On June 24, what would have been his father’s 93rd birthday, Bruce Baum of Beachwood arrived in a BMW at Langweiler, a resort in Germany near his father’s native village.
It was Baum’s first time driving a German-made automobile. Like many Jews in America, with and without Holocaust roots, Baum has boycotted German-made cars.
But, having flown to Frankfurt the day before, he didn’t have much choice.
Baum chose to make a trip to his father’s native village when he learned that Rabbi Joshua Skoff was planning a trip to Berlin with members of Park Synagogue.
On June 25, he and his wife, Marcy, drove to Stipshausen, a village of about 850 people.
There they met Stipshausen’s mayor, Frank Marx, and a small group of men who, in the spring, had dedicated a monument in memory of the families that lived on the village’s Judestrassen prior to World War II.
The monument was dedicated May 18 and was designed by local sculptor Bernd Munsteiner. It is the centerpiece of a sculpture garden adjacent to the village’s Jewish cemetery, which had become neglected in recent years.
“One day, they were putting in a sewer in a cemetery area and they looked at the adjacent cemetery, and they noticed that this Jewish cemetery was overgrown, wasn’t being kept up,” Bruce Baum said. “They said we’ve got to do something about this. … And I never would have known about this.”
Names of members of Bruce Baum’s family appear on the monument with the date of their departures from Stipshausen. The names of several Jews who were deported appear on the monument as well.
“If you look at the names on here, the top name on the sculpture is Simon Baum, who’s my grandfather, who came here in 1938, and the remaining three on the top is my grandmother, Johanna Baum, and she came a year later with my dad, Arthur Baum, and his brother, Siegfried Baum,” he said.

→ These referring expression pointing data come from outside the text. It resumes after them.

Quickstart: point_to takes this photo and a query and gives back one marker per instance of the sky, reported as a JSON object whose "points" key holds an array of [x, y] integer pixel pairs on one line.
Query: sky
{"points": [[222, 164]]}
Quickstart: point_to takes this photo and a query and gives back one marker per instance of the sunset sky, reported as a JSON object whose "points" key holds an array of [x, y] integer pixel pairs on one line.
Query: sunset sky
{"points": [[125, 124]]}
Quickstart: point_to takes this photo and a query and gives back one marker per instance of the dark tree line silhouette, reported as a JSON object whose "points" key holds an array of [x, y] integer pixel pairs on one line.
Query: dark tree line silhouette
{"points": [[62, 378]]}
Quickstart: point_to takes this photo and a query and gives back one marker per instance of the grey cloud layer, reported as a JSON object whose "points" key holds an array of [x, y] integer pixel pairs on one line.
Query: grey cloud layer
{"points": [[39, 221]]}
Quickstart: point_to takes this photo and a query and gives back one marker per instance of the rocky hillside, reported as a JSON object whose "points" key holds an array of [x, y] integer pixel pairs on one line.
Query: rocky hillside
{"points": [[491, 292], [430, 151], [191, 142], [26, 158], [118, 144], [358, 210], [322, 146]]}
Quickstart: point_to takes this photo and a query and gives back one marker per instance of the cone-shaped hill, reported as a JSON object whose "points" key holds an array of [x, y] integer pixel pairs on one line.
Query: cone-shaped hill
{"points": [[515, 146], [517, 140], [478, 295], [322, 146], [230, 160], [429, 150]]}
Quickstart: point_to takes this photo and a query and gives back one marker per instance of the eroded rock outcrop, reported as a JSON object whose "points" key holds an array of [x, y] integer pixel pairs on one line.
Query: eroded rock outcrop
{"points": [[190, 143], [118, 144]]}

After Bruce and Marcy Baum ate lunch with the committee members in a nearby town, the town historian, Hermann Mostel, took the Baum's on a tour of the village, which included seeing Judestrassen and the school.
“I asked them, did your parents ever tell you, talk about the Holocaust, and they said, no they really didn’t,” Bruce Baum said. “They were totally ashamed. They knew what had happened and they were just ashamed to even talk about it. Maybe in a different manner my dad didn’t want to talk about it. It was just horrific, so nobody wanted to really remember what happened. But you have to remember what happened.”
Bruce Baum said his father had unhappy memories of being in school after the Nurenberg laws were passed in 1935.
“He had a difficult childhood before leaving,” Bruce Baum said. “In school they would isolate the Jews in the corner of rooms and mistreat them. Clearly, they would not participate in daily classroom activities. They were forced to go in a corner and sit there until school was over. So he didn’t talk that much about that.”
Simon Baum came to America in 1938 on the SS Manhattan from Hamburg April 6, 1938, and arriving in New York April 15, 1938. His uncle, Leopold Baum, owned an ice cream manufacturing company in Cleveland and promised him housing and a job. A year later, in 1939, Johanna brought her sons, Arthur and Siegfried, who boarded the SS Volendam in Belgium arriving in New York City Sept. 21, 1939.
“At that time, you had to be sponsored by somebody, or you don’t come here because they want, the United States government wanted to make sure that you had housing and that you had a job so you weren’t a burden on the mainstream United States economy or whatever,” he said. “Leopold sponsored his nephew. That was Simon.”
Arthur Baum graduated from Glenville High School in Cleveland and served as a corporal in the U.S. Army. He later worked for Metropolitan Life Insurance Co. most of his life.
“You know we didn’t know what to expect when we went there,” Bruce Baum said. “And I have a somewhat, I mean there’s so many people who never want to go to Germany. But I did want to see my dad’s village. And I really came out of it feeling really happy doing the trip and the committee … that was formed for this dedication, all met us there, and they couldn’t have been nicer at the time we went there.”
On Judestrassen, at the site of the Baum house, there is a bronze plaque, known as a stolperstein or stumbling stone, with the family members’ names.
“So in all cases, they did do that,” he said. “Every person that was either deported or forced to leave their residence, the German government decided we’re going to commemorate these families by putting a plate, a name plate or a brass plate.”
In the Jewish cemetery, Bruce Baum was able to find the grave of his great-grandfather, Salomon Baum, whose name he had not previously known.
“It was really emotional being on the grounds of where three generations of the Baum family lived,” Baum said. “Just to be there. And it could have been more generations, but it was at least three generations that lived in that Stipshausen village. The documentation and the attempts to make, I wouldn’t say restoration, but just to dedicate what they did to the few families, Jewish families that lived there, I thought was amazing and emotional.”